Vince Vega in Vita-Vision

A story told in the form of an article about the old Humphrey Bogart movie that PULP FICTION was based on...

by Laika Pupkino
It was an event that American Cineaste magazine compared to the discovery of Tutenkhamen’s tomb. While this might be a bit of an exaggeration, that Autumn day in 2006 was undoubtedly a momentous one for film historians and movie buffs around the globe...
Remodelling a house in Culver City, a young man named Mike Grabnowski found a film cannister labelled Dime Novel inside a wall. Any other construction laborer might have simply tossed it out, but Grabnowski---a self described movie fanatic---realized what he had possibly found, and took it straightaway to his old film studies professor, praying that this celluloid treasure was not too badly degraded. His prayers were answered. The print proved to be in excellent shape, having been entombed under nearly perfect climactic conditions for all those years. And so a classic motion picture thought lost forever has been returned to us.
The 1940 Paramount title (b+w, 109 minutes, directed by Max Silverman) was the original basis for Quentin Tarantino’s Pulp Fiction. Or rather the screenplay was. Tarantino---like everyone else born after WWII---had never seen the film until he helped supervise its restoration- a project undertaken at UCLA’s Digital Archives Lab with the help of a grant from Sony Film Classics.
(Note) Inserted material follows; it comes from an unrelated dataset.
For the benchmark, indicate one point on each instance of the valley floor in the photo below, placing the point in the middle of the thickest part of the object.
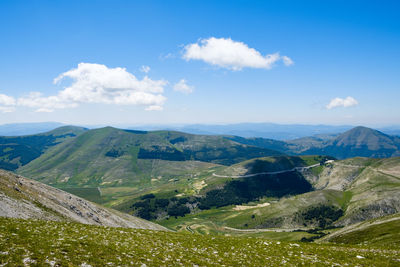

Dime Novel will soon be available on DVD, and as part of the seven disc Jubilee Edition of Tarantino’s remake.
The similarities between the two films are striking, most notable being Dime Novel’s sardonic tone and macabre sense of humor, which delights us today but did not go over too well with the audiences of 1940. In what we now recognize as a subtle parody of the gangster film---but was seen then as reckless sneering amorality---Dime Novel took the conventions of the lurid pulps and this new film genre called “noir” as far as anyone could have dared and still gotten this picture past the blue-noses at the Hayes Office...        
A crime drama without identifiable heroes was not unheard of at the time, but viewers at least expected the low characters that populated its back alleys, tenaments and seedy bars to come to unambiguously bad ends ...... the price we extracted not just from them but perhaps from ourselves, for our vicarious participation in their sordid scofflaw lives. 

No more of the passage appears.